Of course, these reports could be wrong. And, in any case, it is unwise
to take at face value anything that McConnell plans to do. Repealing the
two mandates would have broad and damaging repercussions. According to a
2015 analysis by the
Congressional Budget Office, eliminating the individual mandate would
increase the number of uninsured by about fifteen million over a decade
and raise premiums for everybody else by about twenty per cent. Among
health-care experts, there is debate about whether, as enrollment in
insurance plans fell and prices rose, the Obamacare exchanges could then
eventually enter a death spiral. On Wednesday, Levitt
warned about this as a serious possibility. Loren Adler, an analyst at the
Brookings Institution,
said that
although repealing the mandates would create some serious problems, it
would not be sufficient to destroy the insurance exchanges, because the
continued availability of the federal subsidies would prevent the number
of enrollees from falling too far.

The other, even bigger, problem with the skinny-repeal bill is that it
likely won’t be designed to be the final version of the Republican
legislation.
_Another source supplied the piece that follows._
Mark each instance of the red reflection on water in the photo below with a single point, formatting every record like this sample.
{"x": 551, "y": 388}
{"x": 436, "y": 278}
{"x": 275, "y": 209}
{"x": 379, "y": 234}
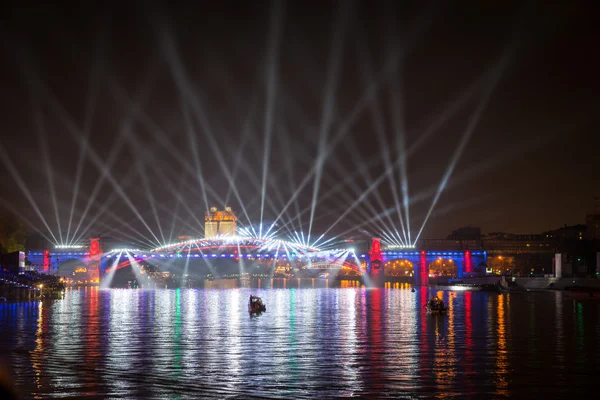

Practically everybody on Capitol Hill believes that
McConnell is putting it forward as a ruse to toss the ball to a
House-Senate conference, which could then come back with a much broader
bill that would torpedo the insurance exchanges, roll back the Medicaid
expansion, and get rid of the taxes on the rich.

“GOP leaders would craft that version behind closed doors during
Congress’ August recess and in early September,” Bob Greenstein, the
president of the Center on Budget and Policy Priorities, warned in a
on Wednesday. “They would then present it to the House and Senate for
final votes later in September, with limited debate and no amendments
allowed—and with GOP leaders applying maximum pressure on Republican
senators and House members to fall in line. In short, the ‘skinny
repeal’ bill is a Trojan horse designed to resuscitate the effort to
repeal large parts of the ACA and impose big Medicaid cuts that would
jeopardize coverage for millions of the nation’s neediest people.”

Based on McConnell’s record, there is every reason to suppose that he
would very much like this scenario to play out as Greenstein described
it. After the votes on Tuesday and Wednesday, however, many people on
Capitol Hill are doubtful that even the Senate Majority Leader, with all
his Machiavellian ways, will be able to pull it off. “Almost every GOP
aide I’ve talked to—both House and Senate—are skeptical that a
conference committee will come up with something that can pass the
Senate,” Axios’s Caitlin Owens reported on Wednesday evening. “If the Senate couldn’t accomplish this feat
itself, the reasoning goes, why would a conference committee that must
bridge the gap between Senate moderates and the House Freedom Caucus?”

If the skinny-repeal bill got through the Senate, but the effort to
put together a more comprehensive piece of legislation then failed, the
Republican leaders from both houses could conceivably settle for making
the Senate bill law—and Donald Trump could conceivably declare victory
on health care and move on. But I am getting ahead of the story. Right
now, it isn’t entirely clear if McConnell will get anything passed at
all, and the most effective way to insure that the G.O.P.’s effort to
wreck Obamacare is permanently frustrated would be to prevent the
skinny-repeal bill from getting fifty-one votes. If that is what you
would like to see happen, and especially if you live in a red state,
this is a good day to call your senator.

*This post has been updated to clarify when the Vote-O-Rama begins.